Event Date: November 14, 2019
Time: 2:00pm ET/ 11:00am PT
Priority: No
School or Program: Electrical and Computer Engineering
College Calendar: Show
Jacob Stevens, Purdue University
Accelerating Memory Augmented Neural Networks


Memory-augmented neural networks (MANNs) -- which augment a traditional Deep Neural Network (DNN) with an external, differentiable memory -- are emerging as a promising direction in machine learning. MANNs have been shown to achieve one-shot learning and complex cognitive capabilities that are well beyond those of classical DNNs. In addition to introducing new capabilities, MANNs also introduce new computational challenges not present in traditional DNNs, such as a much lower compute-to-memory-access ration and non-reductive element-wise operations.

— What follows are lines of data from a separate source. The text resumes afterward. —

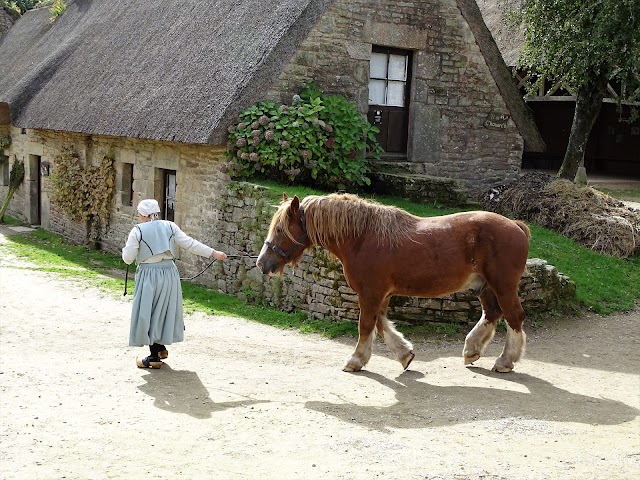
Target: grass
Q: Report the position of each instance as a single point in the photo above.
(605, 285)
(632, 194)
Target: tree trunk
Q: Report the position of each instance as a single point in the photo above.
(588, 105)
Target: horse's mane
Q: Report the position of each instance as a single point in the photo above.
(340, 216)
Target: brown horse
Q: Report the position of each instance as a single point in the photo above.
(386, 251)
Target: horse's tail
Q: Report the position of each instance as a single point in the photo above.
(524, 227)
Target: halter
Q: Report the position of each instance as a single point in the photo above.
(298, 243)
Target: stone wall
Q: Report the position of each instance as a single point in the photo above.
(460, 126)
(318, 287)
(6, 22)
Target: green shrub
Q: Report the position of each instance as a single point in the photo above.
(318, 139)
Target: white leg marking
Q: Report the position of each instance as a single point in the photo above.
(514, 348)
(361, 355)
(395, 341)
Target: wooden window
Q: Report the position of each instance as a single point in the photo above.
(4, 170)
(388, 79)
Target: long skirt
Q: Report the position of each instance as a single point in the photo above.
(156, 314)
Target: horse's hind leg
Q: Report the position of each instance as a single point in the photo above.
(399, 346)
(480, 336)
(516, 338)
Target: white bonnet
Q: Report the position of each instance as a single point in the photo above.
(148, 207)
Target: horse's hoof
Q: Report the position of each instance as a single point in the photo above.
(471, 358)
(350, 367)
(502, 366)
(407, 359)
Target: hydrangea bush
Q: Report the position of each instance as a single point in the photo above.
(318, 138)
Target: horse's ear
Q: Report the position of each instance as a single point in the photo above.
(295, 203)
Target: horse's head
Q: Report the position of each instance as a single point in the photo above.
(287, 238)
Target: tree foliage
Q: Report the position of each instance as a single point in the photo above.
(584, 44)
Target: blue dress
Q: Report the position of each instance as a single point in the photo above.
(157, 313)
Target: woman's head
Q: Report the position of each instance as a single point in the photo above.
(149, 208)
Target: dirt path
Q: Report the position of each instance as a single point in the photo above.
(239, 400)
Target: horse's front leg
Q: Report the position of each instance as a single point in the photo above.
(399, 346)
(369, 309)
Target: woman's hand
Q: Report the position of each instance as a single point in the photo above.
(218, 255)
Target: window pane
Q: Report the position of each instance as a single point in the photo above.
(395, 94)
(376, 92)
(397, 67)
(378, 65)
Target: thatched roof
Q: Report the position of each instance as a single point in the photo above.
(508, 38)
(522, 116)
(170, 70)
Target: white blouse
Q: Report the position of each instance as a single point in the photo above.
(130, 250)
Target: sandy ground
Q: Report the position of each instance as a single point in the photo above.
(239, 400)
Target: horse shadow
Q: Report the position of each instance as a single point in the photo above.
(182, 391)
(422, 405)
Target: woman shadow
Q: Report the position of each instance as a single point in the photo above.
(181, 391)
(420, 404)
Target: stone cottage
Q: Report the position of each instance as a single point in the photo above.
(156, 84)
(614, 142)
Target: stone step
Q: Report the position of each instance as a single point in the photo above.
(419, 187)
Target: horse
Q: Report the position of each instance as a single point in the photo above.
(386, 251)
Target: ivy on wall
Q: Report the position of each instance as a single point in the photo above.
(84, 192)
(5, 142)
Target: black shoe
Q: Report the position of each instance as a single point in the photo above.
(148, 362)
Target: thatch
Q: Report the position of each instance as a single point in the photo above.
(509, 38)
(521, 114)
(170, 70)
(589, 217)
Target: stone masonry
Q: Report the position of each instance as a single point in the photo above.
(460, 126)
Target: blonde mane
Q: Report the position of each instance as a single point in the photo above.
(336, 217)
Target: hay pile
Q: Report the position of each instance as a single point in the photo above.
(589, 217)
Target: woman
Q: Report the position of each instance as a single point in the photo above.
(156, 315)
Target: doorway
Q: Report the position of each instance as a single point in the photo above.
(389, 74)
(35, 190)
(169, 197)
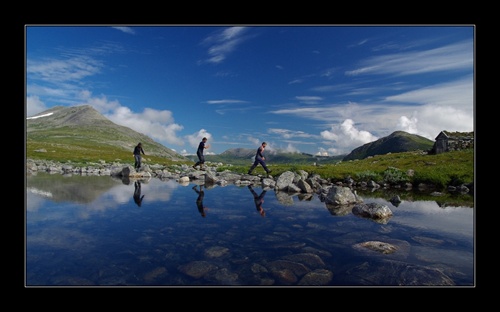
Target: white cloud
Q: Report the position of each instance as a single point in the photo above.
(345, 137)
(195, 138)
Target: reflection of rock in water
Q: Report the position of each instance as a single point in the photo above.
(392, 273)
(284, 198)
(78, 189)
(339, 210)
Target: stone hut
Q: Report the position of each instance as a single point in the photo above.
(452, 141)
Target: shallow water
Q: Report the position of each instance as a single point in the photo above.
(90, 231)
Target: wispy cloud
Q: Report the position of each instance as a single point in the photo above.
(226, 102)
(457, 56)
(224, 42)
(126, 30)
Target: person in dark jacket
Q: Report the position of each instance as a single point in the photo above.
(260, 159)
(201, 158)
(199, 200)
(137, 155)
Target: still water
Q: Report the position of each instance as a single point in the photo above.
(101, 231)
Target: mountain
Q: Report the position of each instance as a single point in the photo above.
(245, 156)
(83, 128)
(397, 142)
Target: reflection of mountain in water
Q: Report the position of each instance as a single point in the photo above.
(79, 189)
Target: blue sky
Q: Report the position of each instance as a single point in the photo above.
(313, 89)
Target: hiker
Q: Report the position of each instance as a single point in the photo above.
(258, 199)
(137, 193)
(137, 155)
(199, 200)
(260, 159)
(201, 158)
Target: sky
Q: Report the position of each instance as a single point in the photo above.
(316, 89)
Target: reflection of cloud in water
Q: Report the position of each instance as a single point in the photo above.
(428, 214)
(154, 190)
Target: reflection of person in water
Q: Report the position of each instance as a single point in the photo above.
(199, 200)
(137, 193)
(258, 199)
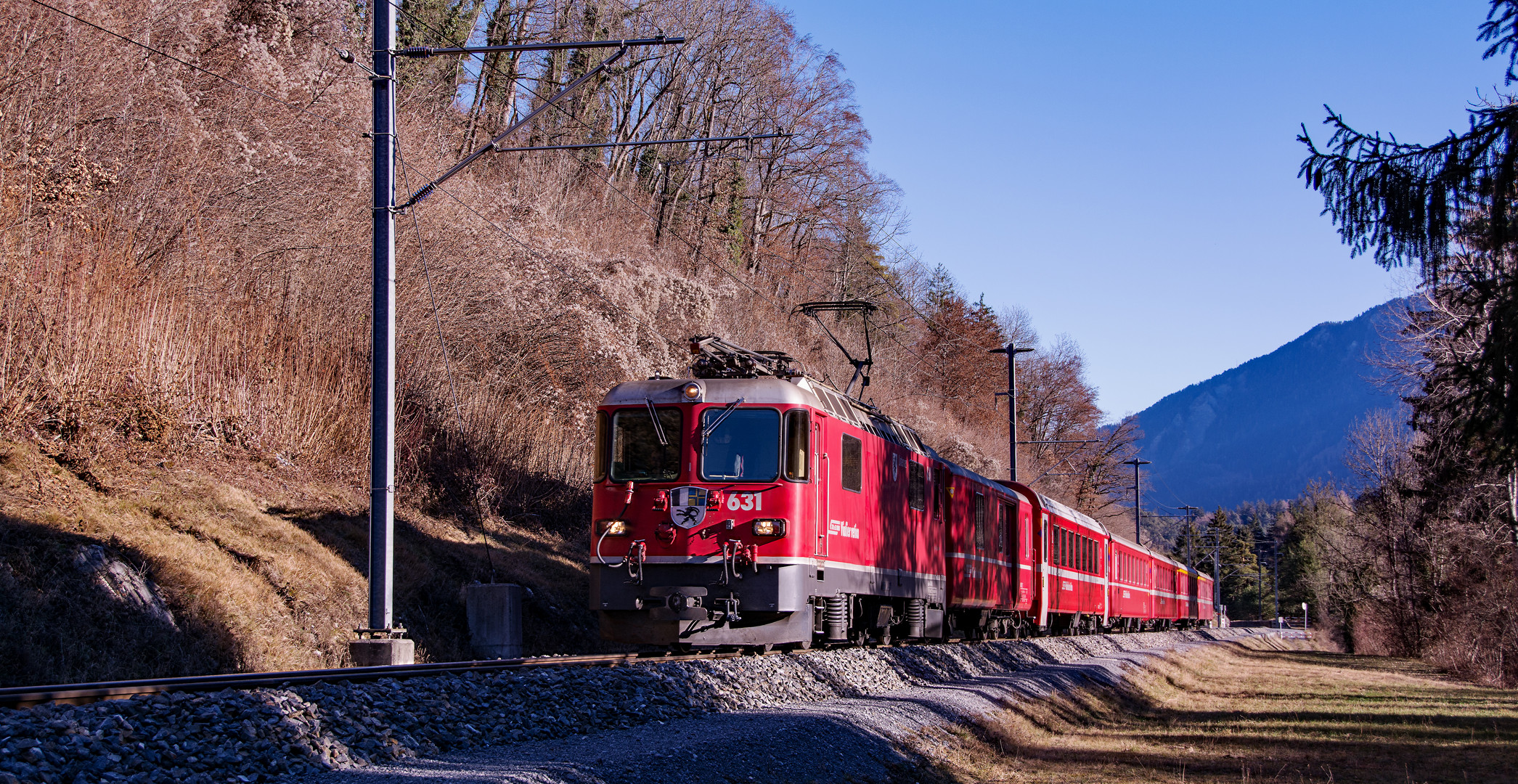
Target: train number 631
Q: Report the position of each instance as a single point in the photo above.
(746, 500)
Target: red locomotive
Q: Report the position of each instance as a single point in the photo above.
(754, 505)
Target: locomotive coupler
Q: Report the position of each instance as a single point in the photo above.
(735, 557)
(725, 610)
(637, 553)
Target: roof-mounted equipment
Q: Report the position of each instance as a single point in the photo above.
(841, 307)
(720, 359)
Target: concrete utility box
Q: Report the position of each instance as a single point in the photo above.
(381, 652)
(495, 621)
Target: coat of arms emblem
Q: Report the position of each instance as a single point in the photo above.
(688, 507)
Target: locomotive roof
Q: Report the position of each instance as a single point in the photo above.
(755, 391)
(770, 391)
(1071, 514)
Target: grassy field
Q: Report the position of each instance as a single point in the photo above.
(1249, 713)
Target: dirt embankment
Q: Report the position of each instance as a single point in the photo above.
(137, 565)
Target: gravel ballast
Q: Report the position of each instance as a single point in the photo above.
(301, 731)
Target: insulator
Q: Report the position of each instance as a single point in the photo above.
(915, 617)
(836, 617)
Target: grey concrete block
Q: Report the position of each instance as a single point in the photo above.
(381, 652)
(495, 621)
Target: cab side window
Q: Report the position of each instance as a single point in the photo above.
(797, 444)
(852, 471)
(915, 486)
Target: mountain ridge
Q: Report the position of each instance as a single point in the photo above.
(1270, 426)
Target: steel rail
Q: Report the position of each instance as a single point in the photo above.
(86, 693)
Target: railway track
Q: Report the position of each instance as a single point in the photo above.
(86, 693)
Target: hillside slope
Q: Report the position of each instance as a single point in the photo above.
(1270, 426)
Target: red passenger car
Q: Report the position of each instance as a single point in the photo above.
(752, 505)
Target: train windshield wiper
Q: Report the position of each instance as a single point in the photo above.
(708, 430)
(653, 414)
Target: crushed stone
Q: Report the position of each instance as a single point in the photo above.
(285, 734)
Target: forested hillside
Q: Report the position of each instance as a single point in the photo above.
(1268, 428)
(186, 269)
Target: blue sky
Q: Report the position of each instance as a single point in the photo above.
(1127, 172)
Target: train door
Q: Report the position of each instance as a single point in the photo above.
(823, 494)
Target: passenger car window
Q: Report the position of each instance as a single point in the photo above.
(744, 447)
(852, 471)
(637, 450)
(915, 486)
(979, 521)
(797, 444)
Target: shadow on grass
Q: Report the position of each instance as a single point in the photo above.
(1412, 732)
(62, 626)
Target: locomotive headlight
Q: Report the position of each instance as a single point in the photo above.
(770, 528)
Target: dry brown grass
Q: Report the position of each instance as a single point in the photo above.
(1249, 713)
(261, 567)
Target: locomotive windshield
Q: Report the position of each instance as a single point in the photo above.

To address these new challenges, we propose two inference accelerators: X-MANN and Manna. X-MANN is a Post-CMOS accelerator that leverages the intrinsic ability of resistive crossbars to efficiently execute differentiable memory operations in-memory. Manna, on the other hand is a CMOS-based accelerator and takes a full-system approach, specializing the architecture for all the kernels present in MANNs and thereby avoiding bottlenecks that emerge when greatly accelerating only part of the workload. We evaluate both accelerators by developing a detailed architectural simulator with timing and power models calibrated through synthesis and circuit simulation. Across a suite of benchmarks, X-MANN results in an average 35x reduction in latency with average energy improvements of 120x. Similarly, Manna demonstrates average speedups of 39x with average energy improvements of 122x over an NVIDIA 1080-Ti Pascal GPU.
Jacob Stevens is a PhD student studying Computer Engineering at Purdue University, advised by Dr. Anand Raghunathan. Jacob also received his bachelor's degree in Computer Engineering from Purdue University. His research focuses on the new computation challenges posed by emerging neural algorithms such as memory-augmented neural networks.